The Deep by Rivers Solomon (with an assist from the band "clipping.").
The Deep is one of the more highly anticipated novellas of the year in the SF/F world due to the story's unique origins: the novella is inspired and takes its name from an afrofuturist (afrofantasy?) song of the same name by clipping - the band that includes Daveed Diggs, and has branched into SF/F in its songs more than a few times. In fact the original song actually earned its own Hugo nomination, featuring a fantasy world in which the children of pregnant African slaves thrown overboard during the slave trade morph into beings who can live under the sea and eventually come into conflict with surface dwellers. And the author who is adapting that song into this novella, Rivers Solomon, was twice a Campbell nominee for Best New Writer, with the powerful but tragic novel: The Unkindness of Ghosts. So yeah, it's got one hell of a pedigree.
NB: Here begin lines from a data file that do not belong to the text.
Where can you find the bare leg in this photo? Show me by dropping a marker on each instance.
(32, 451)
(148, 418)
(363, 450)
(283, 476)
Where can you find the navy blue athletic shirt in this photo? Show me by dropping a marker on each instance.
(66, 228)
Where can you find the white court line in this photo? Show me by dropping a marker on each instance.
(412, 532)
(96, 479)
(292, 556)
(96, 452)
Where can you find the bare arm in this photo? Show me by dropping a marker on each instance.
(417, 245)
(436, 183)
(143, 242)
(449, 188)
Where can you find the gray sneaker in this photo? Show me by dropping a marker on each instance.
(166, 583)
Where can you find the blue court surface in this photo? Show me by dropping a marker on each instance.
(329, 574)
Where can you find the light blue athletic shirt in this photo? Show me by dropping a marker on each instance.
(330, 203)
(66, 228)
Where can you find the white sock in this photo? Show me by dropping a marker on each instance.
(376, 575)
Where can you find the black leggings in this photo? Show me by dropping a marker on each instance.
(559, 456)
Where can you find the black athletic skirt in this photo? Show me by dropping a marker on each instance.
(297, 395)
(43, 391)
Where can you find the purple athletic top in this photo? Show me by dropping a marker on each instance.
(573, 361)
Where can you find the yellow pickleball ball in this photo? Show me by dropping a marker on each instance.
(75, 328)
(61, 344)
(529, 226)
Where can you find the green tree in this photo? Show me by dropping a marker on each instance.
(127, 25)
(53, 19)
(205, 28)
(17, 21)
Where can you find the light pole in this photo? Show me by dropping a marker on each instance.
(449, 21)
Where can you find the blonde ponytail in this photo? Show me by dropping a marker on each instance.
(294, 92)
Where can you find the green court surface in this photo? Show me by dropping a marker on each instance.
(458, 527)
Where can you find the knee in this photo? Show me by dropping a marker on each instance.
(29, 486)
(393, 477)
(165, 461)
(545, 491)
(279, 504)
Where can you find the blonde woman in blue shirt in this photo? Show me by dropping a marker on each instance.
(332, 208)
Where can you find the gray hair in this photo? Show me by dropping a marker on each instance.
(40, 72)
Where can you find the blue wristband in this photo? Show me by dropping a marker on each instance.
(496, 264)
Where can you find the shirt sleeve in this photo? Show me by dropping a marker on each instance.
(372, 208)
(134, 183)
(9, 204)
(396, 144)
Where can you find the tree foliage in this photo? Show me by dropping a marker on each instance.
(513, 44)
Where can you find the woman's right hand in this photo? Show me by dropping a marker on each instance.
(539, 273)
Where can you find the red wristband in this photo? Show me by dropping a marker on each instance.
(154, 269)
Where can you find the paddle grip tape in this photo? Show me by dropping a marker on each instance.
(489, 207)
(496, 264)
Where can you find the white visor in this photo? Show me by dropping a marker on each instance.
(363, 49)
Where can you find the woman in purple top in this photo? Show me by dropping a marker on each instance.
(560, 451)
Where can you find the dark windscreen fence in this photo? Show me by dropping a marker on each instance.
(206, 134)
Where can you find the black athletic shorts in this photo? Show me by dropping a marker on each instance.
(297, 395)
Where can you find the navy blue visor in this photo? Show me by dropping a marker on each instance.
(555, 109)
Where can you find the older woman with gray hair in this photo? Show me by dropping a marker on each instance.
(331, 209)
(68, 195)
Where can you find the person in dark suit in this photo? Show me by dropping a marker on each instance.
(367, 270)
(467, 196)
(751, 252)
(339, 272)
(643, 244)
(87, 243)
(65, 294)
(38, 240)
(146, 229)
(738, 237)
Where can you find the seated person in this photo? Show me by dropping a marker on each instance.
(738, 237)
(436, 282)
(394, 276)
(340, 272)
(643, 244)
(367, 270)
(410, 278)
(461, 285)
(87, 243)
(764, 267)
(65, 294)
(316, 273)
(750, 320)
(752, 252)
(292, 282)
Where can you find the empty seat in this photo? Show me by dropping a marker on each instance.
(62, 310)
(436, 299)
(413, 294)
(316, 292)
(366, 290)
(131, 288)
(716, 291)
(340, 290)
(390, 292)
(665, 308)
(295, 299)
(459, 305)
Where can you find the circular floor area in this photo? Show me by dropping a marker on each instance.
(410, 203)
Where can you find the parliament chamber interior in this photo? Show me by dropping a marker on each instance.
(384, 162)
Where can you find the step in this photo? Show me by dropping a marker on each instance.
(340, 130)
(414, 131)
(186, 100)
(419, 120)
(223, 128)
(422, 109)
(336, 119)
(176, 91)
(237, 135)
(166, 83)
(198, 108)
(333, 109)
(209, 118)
The novella features that same origin concept, but is its own inspired story with the themes you would expect, and perhaps a few you wouldn't - themes of a people being thrown away, a people being forced to adapt, of the value of memories and history to a people that may be dying off/be split apart, and of one's self. It's a fascinating work, and well worth your time, making good on the promise of its pedigree.
Plot Summary: Yetu is the historian of her sea-dwelling people, the Wajinru. That role is is of utmost importance to her people, because aside from the historian, her people do not remember the events of the past - except for the yearly Remembrance, when the historian shares the memories of her people's past - of how they evolved from the children of pregnant mothers thrown overboard during the slave trade to what they are now, and the events that have happened since - with her people. But for Yetu, the role is nearly unbearable, as the memories of her ancestors constantly overwhelm her own self, making it hard for Yetu to know the difference between the past and present. And so, during the Remembrance, when the memories are passed along to her people, Yetu runs away before they can give the memories back. But as Yetu runs far away and encounters the two legged people on the surface, she'll find that her self may not be what she thought it was, and the value of history, even a painful history, may proof to be more to her than she ever thought.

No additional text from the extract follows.